Steve Perlman, founder of the cloud-based gaming-on-demand service OnLive, claims to have discovered a new method of wireless communications that would not only drastically outpace what we have now, but would actually disprove many of the accepted rules of how wireless communications in general work.
First things first: This theory popped up in a presentation Perlman gave at the NExTWORK conference, and only received a small mention. There was no demonstration, no real proof given, and since his proposal flies directly in the face of the Shannon-Hartley Theorem, a guideline for wireless technologies, we're not inclined to really believe his claims. But! Sometimes somebody says something so crazy with such confidence that you have to sit up and take notice, and this particular idea would have such massive effects on communications technology that we're bound to at least encourage discussion about it. That's not to be taken as an endorsement, though.

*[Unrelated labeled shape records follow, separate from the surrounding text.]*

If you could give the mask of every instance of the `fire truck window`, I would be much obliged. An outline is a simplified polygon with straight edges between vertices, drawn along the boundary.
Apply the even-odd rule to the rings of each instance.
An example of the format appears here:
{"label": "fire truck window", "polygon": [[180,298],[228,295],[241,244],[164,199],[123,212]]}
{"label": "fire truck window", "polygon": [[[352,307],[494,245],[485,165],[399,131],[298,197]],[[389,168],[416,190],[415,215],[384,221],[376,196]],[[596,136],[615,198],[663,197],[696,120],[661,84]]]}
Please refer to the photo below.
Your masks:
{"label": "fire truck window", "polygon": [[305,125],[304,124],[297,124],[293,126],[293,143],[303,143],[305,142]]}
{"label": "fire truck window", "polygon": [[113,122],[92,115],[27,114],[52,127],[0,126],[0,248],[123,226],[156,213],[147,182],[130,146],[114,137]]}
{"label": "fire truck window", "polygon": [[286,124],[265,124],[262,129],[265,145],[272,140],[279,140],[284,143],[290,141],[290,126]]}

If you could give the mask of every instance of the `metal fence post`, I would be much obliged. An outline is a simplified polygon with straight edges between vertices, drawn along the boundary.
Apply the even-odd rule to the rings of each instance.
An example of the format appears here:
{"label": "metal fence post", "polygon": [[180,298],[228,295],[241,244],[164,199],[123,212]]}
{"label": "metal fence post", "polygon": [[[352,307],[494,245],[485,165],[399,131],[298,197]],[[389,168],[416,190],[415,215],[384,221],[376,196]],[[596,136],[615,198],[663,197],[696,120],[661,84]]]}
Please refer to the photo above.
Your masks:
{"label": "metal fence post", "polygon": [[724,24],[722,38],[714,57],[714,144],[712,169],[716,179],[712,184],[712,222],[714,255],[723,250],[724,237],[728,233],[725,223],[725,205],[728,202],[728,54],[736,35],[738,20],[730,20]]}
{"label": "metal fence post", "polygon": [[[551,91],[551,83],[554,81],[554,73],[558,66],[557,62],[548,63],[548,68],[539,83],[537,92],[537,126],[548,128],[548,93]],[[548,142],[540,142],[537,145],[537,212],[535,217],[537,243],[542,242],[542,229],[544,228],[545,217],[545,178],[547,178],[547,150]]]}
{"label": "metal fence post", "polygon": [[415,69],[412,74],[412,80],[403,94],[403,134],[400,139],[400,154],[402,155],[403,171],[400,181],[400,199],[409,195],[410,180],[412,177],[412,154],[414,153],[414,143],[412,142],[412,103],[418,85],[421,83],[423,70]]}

Now that the disclaimer is out of the way, here's what Perlman (all to briefly) proposed. DIDO is an entirely new radio system, with different towers and different chips that work in an (as yet undisclosed) entirely different way. He claims that DIDO would also be able to broadcast through solid objects that usually block cell signals, that it needs no bigger tower than a small base station "the size of a router," and that the base stations can broadcast a signal much farther than usual towers--up to 30 miles, at which point they'd be dealing with the curvature of the Earth, which Perlman says does not deter them.
Perlman said that his DIDO (distributed-input-distributed-output) system overcomes the traditional broadband system in which each user gets a small piece of the overall bandwidth of the tower to which they're connected. Instead, with DIDO, each user would be able to access the full speed of the tower.
Wired interviewed an electrical engineering professor who noted that elements of the Shannon-Hartley Theorem have in fact been disproved, or at least altered, with multiple-input-multiple-output systems, currently being used in the latest 4G tech. But nobody has yet seen Perlman's DIDO system in action, though he has patented it and insists he is "as confident" about DIDO as anything else he's ever designed. Us? We're skeptical--but that doesn't mean we wouldn't welcome a revolutionary wireless system.